Ian Stern QC read from American Guidelines that stated their aim as “to aid clinicians to treat trans and gender non-conforming patients. These guidelines compliment existing WPATH and endocrine guidelines. This document states that unnecessary genital exams can be distressing for gender dysphoric patients. “An examination should only be performed on the area only when required to view this particular area” – states only an exam can be performed when it’s really relevant. Otherwise it should not take place.”

 

 

A key argument for the defence is that Dr Webberley was prescribing for harm reduction reasons. Dr Klink said he agreed there is an allowance to provide bridging prescriptions where there is risk of self-harm or suicide. However, when Mr Stern QC asked him what he would do if a suicidal adolescent with gender dysphoria presented to him, he said he would refuse them hormone medication and refer them to a psychiatrist. Being suicidal, he said, is not a reason to start hormones. Those following the hearing online responded with shock and sadness. Not only did it seem unconscionably cold to respond in this way, but it was particularly distressing in light of the patient stories of pain and suffering that Dr Webberley’s team had presented to the tribunal.

 

 

The questions moved on to bone density – a contentious subject, and one that is often thrown around in anti-trans media as grounds for opposing puberty blockers. Dr Klink said that, while bone density should be monitored, if access was not immediately available it was fine to wait as much as two to three years for an X-ray.

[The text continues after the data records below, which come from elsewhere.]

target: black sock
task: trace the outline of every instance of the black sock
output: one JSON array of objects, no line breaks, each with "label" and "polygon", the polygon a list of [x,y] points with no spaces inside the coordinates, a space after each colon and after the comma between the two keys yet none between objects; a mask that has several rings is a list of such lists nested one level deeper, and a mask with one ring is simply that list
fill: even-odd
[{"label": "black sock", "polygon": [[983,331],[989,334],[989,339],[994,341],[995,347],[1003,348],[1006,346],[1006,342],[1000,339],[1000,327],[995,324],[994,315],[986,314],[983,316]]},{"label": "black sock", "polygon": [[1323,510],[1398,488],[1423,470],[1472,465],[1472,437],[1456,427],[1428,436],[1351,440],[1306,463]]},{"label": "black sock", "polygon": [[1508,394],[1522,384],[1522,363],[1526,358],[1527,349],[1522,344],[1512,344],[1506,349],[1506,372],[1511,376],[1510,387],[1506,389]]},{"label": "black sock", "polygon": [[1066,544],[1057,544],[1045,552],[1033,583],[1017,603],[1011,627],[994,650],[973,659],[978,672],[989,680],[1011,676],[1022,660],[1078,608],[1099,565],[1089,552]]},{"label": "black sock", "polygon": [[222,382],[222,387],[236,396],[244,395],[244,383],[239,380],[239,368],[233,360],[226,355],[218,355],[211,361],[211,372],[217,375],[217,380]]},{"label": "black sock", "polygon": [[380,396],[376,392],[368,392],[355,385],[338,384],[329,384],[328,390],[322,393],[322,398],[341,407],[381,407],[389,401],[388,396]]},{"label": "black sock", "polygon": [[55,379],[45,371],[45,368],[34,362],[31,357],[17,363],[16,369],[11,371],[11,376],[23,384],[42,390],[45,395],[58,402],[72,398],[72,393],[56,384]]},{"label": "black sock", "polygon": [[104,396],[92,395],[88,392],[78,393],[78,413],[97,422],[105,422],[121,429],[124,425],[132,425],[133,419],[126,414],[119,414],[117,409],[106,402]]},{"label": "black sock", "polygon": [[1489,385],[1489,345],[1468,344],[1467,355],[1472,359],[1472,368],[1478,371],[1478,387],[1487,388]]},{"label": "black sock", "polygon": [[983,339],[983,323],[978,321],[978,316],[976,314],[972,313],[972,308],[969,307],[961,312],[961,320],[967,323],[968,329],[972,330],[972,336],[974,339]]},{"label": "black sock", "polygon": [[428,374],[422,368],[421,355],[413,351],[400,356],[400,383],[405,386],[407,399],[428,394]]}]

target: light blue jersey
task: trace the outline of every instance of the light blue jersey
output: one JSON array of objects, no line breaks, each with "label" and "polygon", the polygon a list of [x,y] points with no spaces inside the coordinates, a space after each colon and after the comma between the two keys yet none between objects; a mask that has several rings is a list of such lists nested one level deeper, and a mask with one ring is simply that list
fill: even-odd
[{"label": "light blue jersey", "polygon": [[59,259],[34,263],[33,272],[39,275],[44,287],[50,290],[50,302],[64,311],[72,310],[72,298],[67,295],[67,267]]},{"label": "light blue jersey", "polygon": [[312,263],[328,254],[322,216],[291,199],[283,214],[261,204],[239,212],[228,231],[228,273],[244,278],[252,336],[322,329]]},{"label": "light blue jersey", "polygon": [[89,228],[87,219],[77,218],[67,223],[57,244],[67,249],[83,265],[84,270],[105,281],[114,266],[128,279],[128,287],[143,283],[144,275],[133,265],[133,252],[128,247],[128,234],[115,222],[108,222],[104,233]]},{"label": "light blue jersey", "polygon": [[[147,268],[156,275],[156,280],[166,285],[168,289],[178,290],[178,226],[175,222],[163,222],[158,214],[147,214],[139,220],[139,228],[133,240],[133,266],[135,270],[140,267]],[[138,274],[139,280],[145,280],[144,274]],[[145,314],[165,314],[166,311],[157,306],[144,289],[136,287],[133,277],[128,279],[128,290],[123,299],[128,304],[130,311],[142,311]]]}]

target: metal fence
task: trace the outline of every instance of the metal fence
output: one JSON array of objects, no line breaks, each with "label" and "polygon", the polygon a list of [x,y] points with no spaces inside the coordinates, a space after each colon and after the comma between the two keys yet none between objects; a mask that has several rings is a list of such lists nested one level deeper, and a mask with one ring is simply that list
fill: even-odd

Dr Klink is yet to give his specific evidence relating to Dr Webberley’s patients, however his general testimony has confirmed that the age not stage method of dealing with trans children is better than setting a specific age for interventions. He agreed that care – including prescribing – could be given by GPs, (with the caveat that they have some expert guidance or supervision) He agreed that physically, blockers are fully reversible and safe as long as they are not used for too long, in which case they can affect bone density. Dr Klink realised this was an argument for starting hormone therapy earlier, something which he also seems to endorse, where appropriate for that specific patient.